I profusely apologize for not posting for almost four months. To summarize:

  • Arkansas was wonderful, even though LSU lost all three games that weekend. I was reminded how great northwest Arkansas was and still is. The Razorbacks still have the best stadium in college baseball, and it has only been improved since my previous visit in 2003.
  • The air conditioner in my car died AGAIN in May. It forced me to spend two nights in a Kansas City hotel in a terrible location with loud noise and outrageous prices (I had to use 51,000 Marriott points so I didn’t have to pay those outrageous prices–thank you NASCAR). I went to Des Moines and back to Kansas City after that was done. That was great. Then it all went to hell.
  • June was one of the worst months of my life, at least the first 24 days. I won’t go into detail.
  • July was hotter than fuck.

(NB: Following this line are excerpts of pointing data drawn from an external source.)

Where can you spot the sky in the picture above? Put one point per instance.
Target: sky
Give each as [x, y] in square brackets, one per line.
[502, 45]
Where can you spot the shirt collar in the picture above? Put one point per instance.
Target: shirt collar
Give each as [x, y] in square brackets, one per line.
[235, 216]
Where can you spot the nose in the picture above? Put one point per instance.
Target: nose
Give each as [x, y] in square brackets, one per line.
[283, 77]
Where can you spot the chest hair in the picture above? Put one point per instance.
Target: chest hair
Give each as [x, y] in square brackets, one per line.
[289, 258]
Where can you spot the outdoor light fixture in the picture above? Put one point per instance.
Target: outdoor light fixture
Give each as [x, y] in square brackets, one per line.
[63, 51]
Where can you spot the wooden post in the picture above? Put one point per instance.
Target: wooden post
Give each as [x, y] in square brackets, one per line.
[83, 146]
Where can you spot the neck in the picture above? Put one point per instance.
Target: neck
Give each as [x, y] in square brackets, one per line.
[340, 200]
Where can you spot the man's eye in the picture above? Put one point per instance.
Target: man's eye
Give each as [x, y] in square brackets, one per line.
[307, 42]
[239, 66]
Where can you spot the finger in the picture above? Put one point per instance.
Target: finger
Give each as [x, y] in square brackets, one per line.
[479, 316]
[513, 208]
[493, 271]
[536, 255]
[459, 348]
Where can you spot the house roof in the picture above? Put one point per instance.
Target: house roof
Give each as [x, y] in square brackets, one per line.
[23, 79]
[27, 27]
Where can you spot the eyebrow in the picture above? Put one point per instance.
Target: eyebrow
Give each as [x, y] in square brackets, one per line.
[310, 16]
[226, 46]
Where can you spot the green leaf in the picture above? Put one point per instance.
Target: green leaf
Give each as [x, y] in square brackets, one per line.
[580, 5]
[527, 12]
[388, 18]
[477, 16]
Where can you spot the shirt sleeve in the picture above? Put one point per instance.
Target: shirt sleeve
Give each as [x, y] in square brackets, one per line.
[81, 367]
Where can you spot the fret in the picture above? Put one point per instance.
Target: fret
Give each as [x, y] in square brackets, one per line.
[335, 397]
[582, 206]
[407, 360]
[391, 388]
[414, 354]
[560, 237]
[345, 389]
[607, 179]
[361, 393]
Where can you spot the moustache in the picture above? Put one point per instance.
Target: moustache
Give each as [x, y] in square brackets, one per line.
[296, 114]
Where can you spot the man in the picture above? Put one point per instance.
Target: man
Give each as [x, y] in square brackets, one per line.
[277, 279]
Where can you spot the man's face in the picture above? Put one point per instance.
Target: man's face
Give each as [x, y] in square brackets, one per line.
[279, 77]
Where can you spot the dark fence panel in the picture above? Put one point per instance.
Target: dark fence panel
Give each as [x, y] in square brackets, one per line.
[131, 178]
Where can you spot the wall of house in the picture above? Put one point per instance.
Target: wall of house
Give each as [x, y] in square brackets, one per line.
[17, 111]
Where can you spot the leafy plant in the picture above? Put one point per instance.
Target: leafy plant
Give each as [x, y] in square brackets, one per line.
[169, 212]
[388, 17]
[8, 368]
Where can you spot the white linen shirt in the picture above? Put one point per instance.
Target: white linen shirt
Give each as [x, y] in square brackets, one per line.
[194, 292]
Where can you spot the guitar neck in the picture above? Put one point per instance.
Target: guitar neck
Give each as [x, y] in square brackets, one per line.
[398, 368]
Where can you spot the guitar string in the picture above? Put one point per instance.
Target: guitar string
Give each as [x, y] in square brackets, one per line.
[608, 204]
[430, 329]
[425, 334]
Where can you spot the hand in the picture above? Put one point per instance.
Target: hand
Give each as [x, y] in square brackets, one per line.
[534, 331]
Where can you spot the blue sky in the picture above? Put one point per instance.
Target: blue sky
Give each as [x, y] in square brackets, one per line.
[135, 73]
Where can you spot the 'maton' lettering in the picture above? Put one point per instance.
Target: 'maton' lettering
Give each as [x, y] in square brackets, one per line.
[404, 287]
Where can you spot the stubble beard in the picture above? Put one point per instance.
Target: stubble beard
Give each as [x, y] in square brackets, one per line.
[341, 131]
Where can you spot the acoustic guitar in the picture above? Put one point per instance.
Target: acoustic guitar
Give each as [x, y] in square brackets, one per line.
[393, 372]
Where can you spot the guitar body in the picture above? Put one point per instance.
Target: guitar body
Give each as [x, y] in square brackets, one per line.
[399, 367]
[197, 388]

I didn’t leave the 30-mile radius between Russell and Hays. I didn’t want to given the fucking terrible heat. Right now, Duluth is looking better and better. North Dakota will be too hot in 10 years. At least Duluth has the moderating influence of Lake Superior. I’ll trade minus-40 and six-foot snow drifts for Kansas heat. I lived in a sauna for 29 years and have lived in a blast furnace for 17. I have had enough.
  • August has been hotter than fuck, save for a brief reprieve Monday (the 8th). It looks like it will continue to be hotter than fuck until after Labor Day. I hope no high school football players die in this heat. If any do, then coaches had better own up to causing those deaths. Many high school coaches have big dicks and bigger assholes, and they aren’t afraid to show it.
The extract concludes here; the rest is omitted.